About five years ago I was negotiating a make good with a Landlord on behalf of my client who was the Tenant. The expected payout for the make good was around half a million dollars, however the Landlord was wanting more than $2 million. It’s easy to become blasé when dealing with numbers like this, and I won’t bore you with all the ins and outs of what was being negotiated. This would have been another negotiation like any other, except it has stuck in my mind years later because, during a heated telephone conversation with the Landlord he said to me “I hope you die”. The Landlord wasn’t a struggling pensioner or inexperienced – he was a professional property investor. He knew how negotiations worked and would have done this numerous times but I was astounded at his emotional and unprofessional response. He never allowed me the opportunity to tell him that his wish would probably come true one day, as he hung up the phone after screaming those four words at me. I hope for his benefit he was using a desk phone so he had the added bonus of getting to slam the phone down, which is lost on the next generation using iPhones.
Am I the only one who allows these types of comments to get to me, even years later?
Last week I posted my article 5 Myths About Working Mums to LinkedIn where, to my incredible surprise, it went viral. At last count it had 57,000 views, over 1,000 likes and almost 200 comments and has been shared over 250 times (yes, my twitter feed has gone crazy!) I have read every one of those comments, some applauding the article and a small few completely trashing it. I know that I should be very pleased with this kind of feedback on something I wrote, especially as I am not a professional writer, but I can’t help but go back to those few comments that described my article as “wishy-washy” or “feminist propaganda”. What irks me most are the comments that suggest I have no regard for working fathers, which is so far from the truth and quite hurtful as I have an amazing parenting partner in Anthony and my father was an incredible single Dad. But I’m not going to explain myself here, as that only diminishes the numerous wonderful comments that I have received.

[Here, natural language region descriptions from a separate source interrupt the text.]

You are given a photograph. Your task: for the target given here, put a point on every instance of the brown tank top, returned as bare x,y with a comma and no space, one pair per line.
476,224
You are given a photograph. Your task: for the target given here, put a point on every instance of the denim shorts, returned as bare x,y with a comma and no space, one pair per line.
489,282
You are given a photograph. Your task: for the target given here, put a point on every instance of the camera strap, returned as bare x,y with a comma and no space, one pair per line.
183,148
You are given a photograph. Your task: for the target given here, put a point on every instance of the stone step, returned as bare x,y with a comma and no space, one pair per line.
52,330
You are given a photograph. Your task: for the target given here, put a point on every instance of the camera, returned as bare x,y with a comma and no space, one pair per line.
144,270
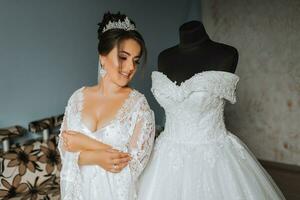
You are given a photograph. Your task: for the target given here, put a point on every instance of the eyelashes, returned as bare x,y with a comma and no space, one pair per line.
125,58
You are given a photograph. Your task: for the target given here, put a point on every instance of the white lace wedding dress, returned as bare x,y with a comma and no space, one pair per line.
195,157
132,130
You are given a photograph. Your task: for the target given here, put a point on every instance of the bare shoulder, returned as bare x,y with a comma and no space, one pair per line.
75,95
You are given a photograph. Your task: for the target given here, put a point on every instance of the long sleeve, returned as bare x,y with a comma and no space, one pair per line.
70,172
142,138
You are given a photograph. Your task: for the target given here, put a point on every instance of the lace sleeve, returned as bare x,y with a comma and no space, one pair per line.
142,139
70,172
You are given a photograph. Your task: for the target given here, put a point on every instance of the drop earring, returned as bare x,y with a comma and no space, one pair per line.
102,71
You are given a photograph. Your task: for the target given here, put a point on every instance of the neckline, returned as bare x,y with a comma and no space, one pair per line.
195,75
114,119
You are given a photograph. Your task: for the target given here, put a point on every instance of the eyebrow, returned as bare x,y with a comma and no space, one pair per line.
122,51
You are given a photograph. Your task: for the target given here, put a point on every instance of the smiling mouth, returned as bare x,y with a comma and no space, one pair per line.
125,75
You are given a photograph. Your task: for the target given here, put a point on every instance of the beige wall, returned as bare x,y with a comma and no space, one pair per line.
267,36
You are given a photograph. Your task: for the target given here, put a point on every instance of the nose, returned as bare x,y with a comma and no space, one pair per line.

I’m not the type of person who usually cares a lot about what people think of me; I accept that not everyone is going to like me. When you own a business and you put yourself out there, you need to be prepared for criticism.
“To avoid criticism do nothing, say nothing, be nothing” – Elbert Hubbard
From now on I will take Taylor Swift’s advice and “Shake it off”. This is how:
- Accept that people are projecting their own issues onto me and it’s not personal. Would they say the same things they write if they were to meet me in a social setting such as a BBQ?
- Select some of the best comments from the article and put them on my office wall to remind me that my article had a positive affect on people.
- Turn up “shake it off” and dance around the living room with my wonderful family.